2014 – Dr. Ivana de la Serna – University of Toledo
Melanoma Know more Awards University of Toledo Researcher with Award to Study Melanoma
Melanoma Know More is pleased to announce that it has awarded Dr. Ivana de la Serna, a researcher at the University of Toledo, a $10,000 award toward her research on the role of epigenetic regulators in melanocyte development, response to ultraviolet radiation, and in the oncogenic transformation of melanocytes to melanoma. Epigenetics is the study of stable changes in gene expression that do not involve changes in DNA sequence or mutations. Recently, the development of several drugs that target epigenetic regulators offers promising new way to treat human diseases. Dr. de la Serna’s lab is focused on three key epigenetic regulators, the SWI/SNF components, BRD4, and PRMT5. Her lab was the first to link the SWI/SNF complex to a melanocyte specific factor called MITF which is important for establishment of the melanocyte lineage as well as for melanoma proliferation and metastasis. The SWI/SNF complex is made up of 10-12 different components. They are currently elucidating the role of each SWI/SNF component in melanocyte development, melanocyte response to ultraviolet radiation, and in melanoma proliferation, metastasis, and response to current therapeutics. Their goals are to identify the SWI/SNF components that can be targeted in melanocytes in the protection against the damaging effects of ultraviolet radiation and for treatment of melanoma.
Two new projects in the lab are focused on two additional epigenetic regulators, PRMT5 and Brd4. Their current work is focused on elucidating their functions in melanocytes and melanoma cells. “Brd4 is especially exciting because drugs have been developed that can alter its activity.

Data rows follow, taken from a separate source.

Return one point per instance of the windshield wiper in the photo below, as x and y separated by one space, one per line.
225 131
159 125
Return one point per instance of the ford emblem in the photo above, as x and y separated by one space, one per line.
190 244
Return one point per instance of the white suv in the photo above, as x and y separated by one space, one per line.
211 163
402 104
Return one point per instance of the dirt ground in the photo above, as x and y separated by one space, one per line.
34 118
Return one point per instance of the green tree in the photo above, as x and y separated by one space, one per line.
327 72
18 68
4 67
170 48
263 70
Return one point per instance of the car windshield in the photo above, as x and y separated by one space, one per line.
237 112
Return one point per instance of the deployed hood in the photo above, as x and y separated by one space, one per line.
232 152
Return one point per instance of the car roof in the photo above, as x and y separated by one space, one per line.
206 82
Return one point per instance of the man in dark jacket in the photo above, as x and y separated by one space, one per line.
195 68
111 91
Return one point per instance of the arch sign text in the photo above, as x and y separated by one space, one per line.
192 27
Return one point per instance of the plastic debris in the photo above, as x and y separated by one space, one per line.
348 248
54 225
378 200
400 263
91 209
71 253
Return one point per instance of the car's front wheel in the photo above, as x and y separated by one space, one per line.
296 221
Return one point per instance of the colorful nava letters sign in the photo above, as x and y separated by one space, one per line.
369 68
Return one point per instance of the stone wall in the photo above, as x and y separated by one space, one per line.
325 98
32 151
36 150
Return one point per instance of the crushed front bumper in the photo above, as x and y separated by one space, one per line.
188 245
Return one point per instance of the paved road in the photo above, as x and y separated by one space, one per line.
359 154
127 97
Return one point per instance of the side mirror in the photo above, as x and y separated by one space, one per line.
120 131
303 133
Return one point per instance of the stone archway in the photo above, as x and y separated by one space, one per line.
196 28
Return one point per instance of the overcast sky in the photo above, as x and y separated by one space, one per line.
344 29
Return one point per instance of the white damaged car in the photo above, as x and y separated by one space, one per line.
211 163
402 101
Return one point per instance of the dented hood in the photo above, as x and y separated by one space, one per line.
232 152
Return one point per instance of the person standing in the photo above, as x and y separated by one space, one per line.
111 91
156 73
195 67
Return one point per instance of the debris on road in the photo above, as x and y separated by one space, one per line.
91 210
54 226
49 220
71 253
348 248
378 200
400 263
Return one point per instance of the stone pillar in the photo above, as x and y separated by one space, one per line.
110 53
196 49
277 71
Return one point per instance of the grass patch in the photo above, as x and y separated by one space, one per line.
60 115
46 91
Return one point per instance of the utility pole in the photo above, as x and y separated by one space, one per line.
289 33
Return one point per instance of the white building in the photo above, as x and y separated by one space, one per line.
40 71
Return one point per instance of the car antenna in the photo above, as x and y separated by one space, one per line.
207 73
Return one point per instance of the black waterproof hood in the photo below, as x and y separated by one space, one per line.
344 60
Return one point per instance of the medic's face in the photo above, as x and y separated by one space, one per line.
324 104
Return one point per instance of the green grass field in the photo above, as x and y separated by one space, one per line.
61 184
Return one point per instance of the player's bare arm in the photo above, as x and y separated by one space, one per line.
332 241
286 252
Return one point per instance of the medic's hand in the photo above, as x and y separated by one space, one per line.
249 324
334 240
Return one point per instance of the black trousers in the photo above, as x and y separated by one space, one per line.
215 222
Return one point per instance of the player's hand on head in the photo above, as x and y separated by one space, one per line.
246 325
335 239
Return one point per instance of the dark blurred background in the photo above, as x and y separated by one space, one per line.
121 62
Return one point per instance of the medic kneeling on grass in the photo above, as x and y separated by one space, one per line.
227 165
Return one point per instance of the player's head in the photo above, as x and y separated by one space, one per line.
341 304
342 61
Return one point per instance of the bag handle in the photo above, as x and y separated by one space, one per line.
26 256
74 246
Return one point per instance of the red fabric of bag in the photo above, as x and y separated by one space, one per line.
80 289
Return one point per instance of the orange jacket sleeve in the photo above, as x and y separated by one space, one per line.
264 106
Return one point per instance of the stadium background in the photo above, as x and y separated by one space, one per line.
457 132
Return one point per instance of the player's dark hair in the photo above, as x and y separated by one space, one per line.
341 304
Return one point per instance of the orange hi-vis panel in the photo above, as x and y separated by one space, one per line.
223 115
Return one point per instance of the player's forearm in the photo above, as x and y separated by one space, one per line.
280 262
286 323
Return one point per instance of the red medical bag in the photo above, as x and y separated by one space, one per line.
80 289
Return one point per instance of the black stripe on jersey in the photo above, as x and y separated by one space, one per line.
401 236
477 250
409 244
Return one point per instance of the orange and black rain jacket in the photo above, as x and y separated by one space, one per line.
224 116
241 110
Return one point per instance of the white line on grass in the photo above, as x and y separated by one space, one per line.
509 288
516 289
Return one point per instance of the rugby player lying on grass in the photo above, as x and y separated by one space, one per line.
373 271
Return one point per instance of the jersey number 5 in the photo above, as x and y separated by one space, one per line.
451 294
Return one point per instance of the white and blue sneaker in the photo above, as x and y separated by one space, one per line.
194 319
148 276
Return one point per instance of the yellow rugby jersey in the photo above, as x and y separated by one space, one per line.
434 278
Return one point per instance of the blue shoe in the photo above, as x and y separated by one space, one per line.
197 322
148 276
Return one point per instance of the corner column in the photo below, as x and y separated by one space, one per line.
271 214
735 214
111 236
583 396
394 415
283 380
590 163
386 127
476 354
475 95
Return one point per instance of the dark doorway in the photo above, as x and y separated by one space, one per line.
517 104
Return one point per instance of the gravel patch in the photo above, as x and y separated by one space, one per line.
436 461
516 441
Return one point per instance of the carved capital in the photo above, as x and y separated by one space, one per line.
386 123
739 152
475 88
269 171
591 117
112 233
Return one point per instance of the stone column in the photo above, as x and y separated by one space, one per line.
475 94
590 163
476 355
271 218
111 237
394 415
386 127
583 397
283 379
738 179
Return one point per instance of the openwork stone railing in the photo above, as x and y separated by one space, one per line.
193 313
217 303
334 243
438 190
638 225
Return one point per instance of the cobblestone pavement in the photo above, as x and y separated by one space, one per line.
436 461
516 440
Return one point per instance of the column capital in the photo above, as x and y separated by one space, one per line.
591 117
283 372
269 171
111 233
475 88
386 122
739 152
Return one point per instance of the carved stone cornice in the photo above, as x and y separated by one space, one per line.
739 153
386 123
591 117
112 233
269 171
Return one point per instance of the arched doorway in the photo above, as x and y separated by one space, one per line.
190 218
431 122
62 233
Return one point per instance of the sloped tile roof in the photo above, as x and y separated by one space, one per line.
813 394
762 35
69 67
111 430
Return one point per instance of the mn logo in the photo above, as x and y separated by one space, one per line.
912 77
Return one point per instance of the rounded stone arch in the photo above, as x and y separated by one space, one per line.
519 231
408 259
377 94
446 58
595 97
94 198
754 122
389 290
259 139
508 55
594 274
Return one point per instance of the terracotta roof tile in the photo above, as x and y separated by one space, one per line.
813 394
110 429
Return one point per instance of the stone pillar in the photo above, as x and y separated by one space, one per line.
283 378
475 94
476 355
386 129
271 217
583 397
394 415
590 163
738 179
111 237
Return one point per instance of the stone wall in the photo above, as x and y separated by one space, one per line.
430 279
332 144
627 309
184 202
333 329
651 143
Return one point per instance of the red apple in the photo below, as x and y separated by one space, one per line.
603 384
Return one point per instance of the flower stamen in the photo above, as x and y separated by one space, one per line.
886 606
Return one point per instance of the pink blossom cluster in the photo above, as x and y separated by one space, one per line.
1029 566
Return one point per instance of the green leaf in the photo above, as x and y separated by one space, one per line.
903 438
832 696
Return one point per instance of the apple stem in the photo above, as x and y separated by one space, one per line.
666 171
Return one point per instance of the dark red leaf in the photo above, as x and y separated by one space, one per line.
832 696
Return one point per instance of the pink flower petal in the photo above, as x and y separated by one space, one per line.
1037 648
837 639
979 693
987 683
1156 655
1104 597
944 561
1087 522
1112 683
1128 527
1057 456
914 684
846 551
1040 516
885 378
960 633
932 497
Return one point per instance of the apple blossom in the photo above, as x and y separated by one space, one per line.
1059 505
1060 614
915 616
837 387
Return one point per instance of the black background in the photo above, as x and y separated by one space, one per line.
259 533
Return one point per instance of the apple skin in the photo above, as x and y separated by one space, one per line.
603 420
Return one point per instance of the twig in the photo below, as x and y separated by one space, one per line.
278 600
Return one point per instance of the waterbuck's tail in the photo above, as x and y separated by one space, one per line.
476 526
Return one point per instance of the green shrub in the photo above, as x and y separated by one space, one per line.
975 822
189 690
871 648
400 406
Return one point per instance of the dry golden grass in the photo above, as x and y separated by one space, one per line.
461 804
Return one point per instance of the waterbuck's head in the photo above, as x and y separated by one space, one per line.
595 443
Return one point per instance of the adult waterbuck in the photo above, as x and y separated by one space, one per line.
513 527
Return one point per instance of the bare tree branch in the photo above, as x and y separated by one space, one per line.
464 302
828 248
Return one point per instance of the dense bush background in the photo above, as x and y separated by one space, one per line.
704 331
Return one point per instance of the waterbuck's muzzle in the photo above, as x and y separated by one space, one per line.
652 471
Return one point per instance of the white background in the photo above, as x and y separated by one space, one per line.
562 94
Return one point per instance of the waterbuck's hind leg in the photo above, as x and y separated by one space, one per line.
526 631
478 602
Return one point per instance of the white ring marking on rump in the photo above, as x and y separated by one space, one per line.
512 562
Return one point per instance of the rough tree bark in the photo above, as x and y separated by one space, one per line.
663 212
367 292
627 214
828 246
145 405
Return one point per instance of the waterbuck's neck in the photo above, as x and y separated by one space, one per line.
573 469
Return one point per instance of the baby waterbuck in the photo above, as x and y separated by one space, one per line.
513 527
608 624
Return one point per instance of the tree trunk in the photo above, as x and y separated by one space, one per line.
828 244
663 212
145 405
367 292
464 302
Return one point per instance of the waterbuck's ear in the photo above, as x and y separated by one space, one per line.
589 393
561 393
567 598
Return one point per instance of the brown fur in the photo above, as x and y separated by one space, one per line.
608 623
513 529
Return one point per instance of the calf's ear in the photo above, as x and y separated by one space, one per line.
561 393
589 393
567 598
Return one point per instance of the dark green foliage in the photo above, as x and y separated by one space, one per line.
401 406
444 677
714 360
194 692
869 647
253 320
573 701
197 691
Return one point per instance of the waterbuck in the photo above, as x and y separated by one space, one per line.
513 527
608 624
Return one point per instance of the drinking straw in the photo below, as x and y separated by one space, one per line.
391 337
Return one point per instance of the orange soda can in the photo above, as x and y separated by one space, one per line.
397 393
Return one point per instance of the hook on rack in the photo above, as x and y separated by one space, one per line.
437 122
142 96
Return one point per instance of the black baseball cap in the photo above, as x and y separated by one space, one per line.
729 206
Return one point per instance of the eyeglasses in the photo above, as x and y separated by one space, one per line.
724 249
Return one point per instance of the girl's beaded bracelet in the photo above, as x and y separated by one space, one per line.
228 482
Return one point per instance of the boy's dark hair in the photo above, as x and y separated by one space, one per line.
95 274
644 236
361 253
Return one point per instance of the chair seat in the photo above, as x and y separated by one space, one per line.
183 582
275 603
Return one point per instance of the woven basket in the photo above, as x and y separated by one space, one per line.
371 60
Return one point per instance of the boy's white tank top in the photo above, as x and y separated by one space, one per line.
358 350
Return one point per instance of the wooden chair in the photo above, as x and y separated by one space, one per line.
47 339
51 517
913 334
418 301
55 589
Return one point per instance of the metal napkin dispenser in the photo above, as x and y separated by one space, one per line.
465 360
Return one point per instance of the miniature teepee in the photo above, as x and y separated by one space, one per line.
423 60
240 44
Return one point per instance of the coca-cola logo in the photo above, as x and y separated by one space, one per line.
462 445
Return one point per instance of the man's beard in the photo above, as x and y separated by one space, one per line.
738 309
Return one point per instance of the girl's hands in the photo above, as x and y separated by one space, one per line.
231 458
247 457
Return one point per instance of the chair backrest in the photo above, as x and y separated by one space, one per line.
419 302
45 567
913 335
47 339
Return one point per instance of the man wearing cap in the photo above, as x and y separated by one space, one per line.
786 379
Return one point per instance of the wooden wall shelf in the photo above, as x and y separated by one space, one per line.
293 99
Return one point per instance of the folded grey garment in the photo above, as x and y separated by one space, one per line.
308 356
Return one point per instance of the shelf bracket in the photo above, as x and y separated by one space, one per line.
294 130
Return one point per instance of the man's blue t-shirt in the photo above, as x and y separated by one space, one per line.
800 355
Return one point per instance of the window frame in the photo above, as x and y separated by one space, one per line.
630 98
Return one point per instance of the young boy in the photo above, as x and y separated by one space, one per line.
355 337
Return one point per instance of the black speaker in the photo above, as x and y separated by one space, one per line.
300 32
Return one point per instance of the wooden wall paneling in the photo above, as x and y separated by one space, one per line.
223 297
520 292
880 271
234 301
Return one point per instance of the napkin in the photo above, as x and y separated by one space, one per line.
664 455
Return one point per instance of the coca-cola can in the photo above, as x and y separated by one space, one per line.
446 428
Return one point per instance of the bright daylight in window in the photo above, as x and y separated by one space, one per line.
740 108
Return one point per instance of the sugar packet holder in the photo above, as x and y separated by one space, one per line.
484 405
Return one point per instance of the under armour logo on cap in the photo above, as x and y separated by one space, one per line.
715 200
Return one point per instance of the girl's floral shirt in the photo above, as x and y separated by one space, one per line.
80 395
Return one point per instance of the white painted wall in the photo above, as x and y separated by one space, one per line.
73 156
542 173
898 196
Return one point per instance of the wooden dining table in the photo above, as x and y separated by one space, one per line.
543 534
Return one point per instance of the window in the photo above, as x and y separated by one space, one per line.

Our work suggests that Brd4 is not only a protein that can regulate melanocyte proliferation, but that it may also be targeted for melanoma prevention,” said Dr. de la Serna.
Their work on the SWI/SNF complex in melanoma, conducted in tissue cultured melanocytes and melanoma cells, has provided key insights into how this complex interact with melanocyte and melanoma specific factors to regulate gene expression and impact upon development, proliferation, and metastasis. The next critical step will be to perform these studies in an animal model. They have started experiments where we will disrupt one central SWI/SNF component, BRG1, in a mouse model of melanoma and determine if the disruption of BRG1 promotes or inhibits melanoma initiation and progression. They plan to assess tumor formation, and global changes in gene expression in mice disrupted for BRG1. These studies are essential for determining whether BRG1 is a good target for melanoma prevention or treatment.